The Crucifixion, with the Virgin and Saint John the Evangelist Mourning
by Rogier van der Weyden, 1460-65.
From the Philadelphia Museum of Art: Handbook of the Collections (1995), p. 167. by Katherine Crawford Luber, 1995:
The greatest old master painting in the Museum, Rogier van der Weyden's diptych presents the Crucifixion as a timeless dramatic narrative. To convey overwhelming depths of human emotion, Rogier located monumental forms in a shallow, austere, nocturnal space accented only by brilliant red hangings. He focused on the experience of the Virgin, her unbearable grief expressed by her swooning into the arms of John the Evangelist. The intensity of her anguish is echoed in the agitated, fluttering loincloth that moves around Christ's motionless body as if the air itself were astir with sorrow. Rogier's use of two panels in a diptych, rather than the more usual three found in a triptych, is rare in paintings of this period, and allowed the artist to balance the human despair at the darkest hour of the Christian faith against the promise of redemption.

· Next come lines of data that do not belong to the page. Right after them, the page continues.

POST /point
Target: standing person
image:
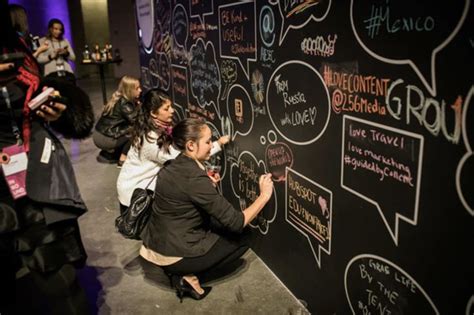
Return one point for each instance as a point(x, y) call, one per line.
point(40, 243)
point(112, 131)
point(151, 138)
point(181, 235)
point(20, 25)
point(59, 53)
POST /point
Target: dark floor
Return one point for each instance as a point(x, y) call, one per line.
point(117, 282)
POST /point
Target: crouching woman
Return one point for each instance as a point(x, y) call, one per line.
point(179, 236)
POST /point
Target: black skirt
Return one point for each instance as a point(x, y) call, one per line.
point(26, 240)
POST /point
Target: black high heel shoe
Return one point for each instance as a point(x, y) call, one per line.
point(183, 288)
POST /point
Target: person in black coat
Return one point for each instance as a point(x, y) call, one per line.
point(40, 243)
point(192, 228)
point(112, 132)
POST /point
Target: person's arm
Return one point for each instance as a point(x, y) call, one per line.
point(127, 110)
point(217, 145)
point(203, 194)
point(69, 52)
point(45, 56)
point(266, 190)
point(41, 49)
point(150, 151)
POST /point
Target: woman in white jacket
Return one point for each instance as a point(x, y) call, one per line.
point(151, 146)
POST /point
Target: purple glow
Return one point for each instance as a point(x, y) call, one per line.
point(41, 11)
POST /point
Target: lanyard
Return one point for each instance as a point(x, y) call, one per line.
point(15, 129)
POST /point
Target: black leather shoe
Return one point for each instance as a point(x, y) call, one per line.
point(183, 288)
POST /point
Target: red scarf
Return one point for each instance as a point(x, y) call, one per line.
point(28, 74)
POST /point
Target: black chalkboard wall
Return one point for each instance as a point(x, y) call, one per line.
point(362, 112)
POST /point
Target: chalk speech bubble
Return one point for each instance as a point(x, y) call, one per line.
point(278, 156)
point(465, 169)
point(229, 75)
point(298, 109)
point(180, 25)
point(220, 157)
point(308, 208)
point(179, 76)
point(379, 162)
point(423, 24)
point(200, 8)
point(240, 110)
point(267, 25)
point(205, 77)
point(375, 285)
point(164, 71)
point(296, 14)
point(237, 33)
point(154, 73)
point(244, 177)
point(145, 18)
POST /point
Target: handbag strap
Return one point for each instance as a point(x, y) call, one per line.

I only add to Ms. Luber's beautiful discussion that the duality of the two sides of the diptych, with the overwhelming emotion in Mary on one side, and the austere presentation of the suffering Christ on the other, is not total but is broken by the small piece of Mary's garment that slips to the other side.
You can see this painting in the Philadelphia Museum of Art, where its presence dominates the Medieval section of the museum.